ETFs continued to take in money in February, but some market commentators are becoming concerned about the strong support for risk assets and are predicting an imminent correction.
Over the month, European-listed equity ETFs took in €6.1bn, according to Thomson Reuters Lipper, marking their fifth consecutive month of having the strongest inflows in the European ETF industry.
Flows were seen into both developed and emerging market equity ETFs, Lyxor reports, despite expectations of a US interest rate hike in March (which took place on 15 March, when the Federal Reserve raised rates by a further 25bps to 0.75%-1%).
Fixed income ETF inflows also reached a seven-month record high of €3.2bn, according to Lyxor, with the bulk of this going into the riskier parts of the market, namely emerging market debt and high yield.
As a whole, the global ETF industry took in some $131bn in the first two months of 2017, reaching a new all-time high, after a record-breaking 2016 when the industry saw $390bn of inflows.

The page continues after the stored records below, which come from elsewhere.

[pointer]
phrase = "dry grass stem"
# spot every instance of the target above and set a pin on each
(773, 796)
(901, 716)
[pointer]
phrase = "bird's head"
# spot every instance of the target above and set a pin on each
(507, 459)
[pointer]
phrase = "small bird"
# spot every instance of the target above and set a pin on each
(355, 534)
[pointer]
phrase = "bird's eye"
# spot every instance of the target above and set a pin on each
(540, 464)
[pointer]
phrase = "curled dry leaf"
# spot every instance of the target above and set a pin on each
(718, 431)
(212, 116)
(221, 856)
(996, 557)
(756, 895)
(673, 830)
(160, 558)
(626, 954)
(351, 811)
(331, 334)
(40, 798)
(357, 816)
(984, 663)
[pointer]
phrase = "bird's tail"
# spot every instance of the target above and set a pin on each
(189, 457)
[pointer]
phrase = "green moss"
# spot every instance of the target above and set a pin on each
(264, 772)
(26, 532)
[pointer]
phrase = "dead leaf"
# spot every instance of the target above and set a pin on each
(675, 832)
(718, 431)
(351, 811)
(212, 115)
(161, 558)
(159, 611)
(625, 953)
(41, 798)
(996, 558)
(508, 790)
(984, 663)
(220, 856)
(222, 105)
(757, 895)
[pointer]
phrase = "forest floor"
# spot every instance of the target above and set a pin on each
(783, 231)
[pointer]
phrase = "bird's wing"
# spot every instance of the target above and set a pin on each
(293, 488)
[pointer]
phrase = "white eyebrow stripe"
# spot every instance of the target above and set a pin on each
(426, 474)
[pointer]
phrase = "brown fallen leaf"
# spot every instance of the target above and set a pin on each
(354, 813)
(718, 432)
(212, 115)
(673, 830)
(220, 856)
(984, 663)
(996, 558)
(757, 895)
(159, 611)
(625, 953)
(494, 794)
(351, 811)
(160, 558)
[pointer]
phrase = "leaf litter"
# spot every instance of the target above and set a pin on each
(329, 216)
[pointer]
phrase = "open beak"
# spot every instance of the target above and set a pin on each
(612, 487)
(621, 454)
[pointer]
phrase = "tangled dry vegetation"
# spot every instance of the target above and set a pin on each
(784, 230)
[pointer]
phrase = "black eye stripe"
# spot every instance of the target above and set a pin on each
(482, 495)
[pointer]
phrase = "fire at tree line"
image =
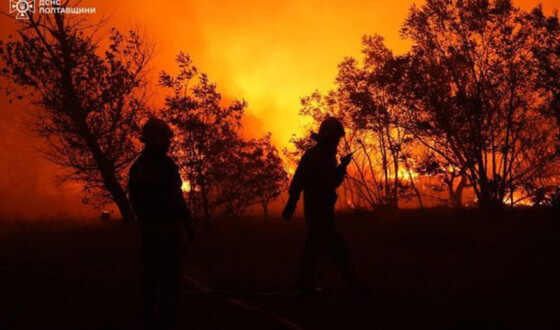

But cracks are starting to show as investor bullishness seems to falter amid worries about US President Donald Trump’s ability to implement the policies he has promised.
Last Wednesday, the S&P 500 suffered its worst trading day since Trump’s election on 9 November 2016, falling 1.2% as investors hit the sell buttons, while the Dow Jones fell 238 points to 20,668 on the same day.
The US market was followed by other stock markets across the world, with benchmark indices in Japan, Hong Kong and Australia falling at least 1.4% and European stocks also losing momentum.
Markets have continued to fall this week amid worries about the imminent triggering of Article 50 which will officially begin the Brexit negotiations between the EU and the UK (on Wednesday 29 March), and continued concerns about President Trump’s ability to implement his promises policies as he failed to pass his healthcare bill in Congress on Friday.
The question now is whether this is a meaningful correction of overvalued markets, or a short-term blip in the rally.
TrackInsight’s data for Monday suggests some investors are starting to turn to bonds to mitigate the risks, with reports of strong inflows into Swiss bonds on the day of €53m, and continued inflows into government bonds of all maturities of more than €1bn.
Meanwhile, the increased use of ETFs by investors could suggest they want to be able to move in and out of markets quickly as uncertainty and volatility take hold.